Some say, and if you ask me, they say it far too often, ‘It was a brave man who first ate an oyster.’ (The quotation comes in various forms and is attributed to a wide variety of people).
Ed Ruscha, of course. |
I’m not saying it’s untrue, but my feeling is, it was a brave man, or woman, who first ate just about anything. Imagine pulling a leg off a sheep and thinking that would be good to eat.
And how about potatoes? They’re dirty, misshapen, subterranean lumps that you can barely get your teeth into until they’re cooked.
Anges Varda, who else? |
Or maybe it wasn’t a question of bravery but of desperation. We have to imagine that there was a lot of trial and error in the eating lives of early man. ‘Hey, those laburnum flowers look good, I’ll bet they’re really tasty.' And so on.
In my family as I was growing up the only person who ever ate oysters, and only when we had a day at the seaside, was my grandmother.

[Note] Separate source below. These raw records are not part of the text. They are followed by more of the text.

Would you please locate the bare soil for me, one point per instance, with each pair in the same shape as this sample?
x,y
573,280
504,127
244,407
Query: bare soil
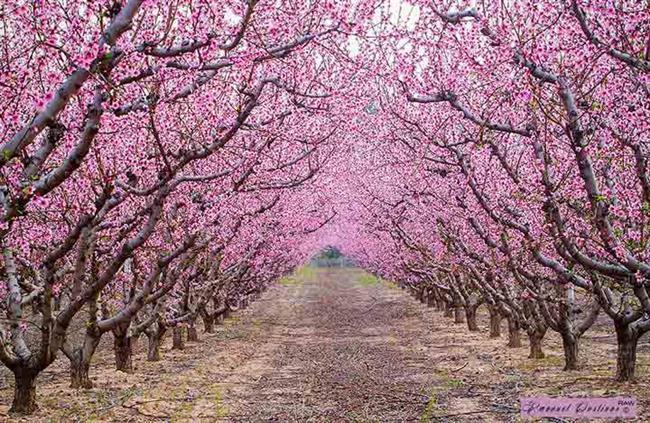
x,y
334,346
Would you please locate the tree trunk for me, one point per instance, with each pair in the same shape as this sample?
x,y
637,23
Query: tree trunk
x,y
155,340
449,310
123,349
459,315
80,362
440,305
431,301
178,342
79,378
208,323
470,314
192,334
24,392
495,322
626,357
570,345
535,338
514,333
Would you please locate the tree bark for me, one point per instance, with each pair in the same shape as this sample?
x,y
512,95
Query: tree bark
x,y
459,315
626,356
155,341
80,362
123,349
449,310
514,333
79,378
535,338
192,334
208,323
24,392
470,315
495,322
178,343
571,349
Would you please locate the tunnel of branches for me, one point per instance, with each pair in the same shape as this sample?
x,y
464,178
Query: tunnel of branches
x,y
163,163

Nobody joined her. It was just another weird thing that my weird grandmother did.
I was well into my twenties before I ate my first oyster, bought from a stall in Bridlington. It really didn’t require any bravery. It was great. I’ve been eating them ever since.
And then a week or so ago we spotted some oyster plates in the local antiques emporium. Resistance was useless.
Photo by Caroline Gannon, who else? |
Of course having acquired some oyster plates, we needed to acquire oysters. This was June, and there used to be a big fuss about not eating oysters when there wasn't an R in the month, but nobody seems to pay attention to that anymore, certainly not my fishman.
Saturday night, what could be better than half a dozen Malden oysters served on elegant, if slightly kitsch, glass plates?
Photo by Caroline Gannon, who else? |
Living well is definitely the best revenge, which is another one of those things that people say far too often.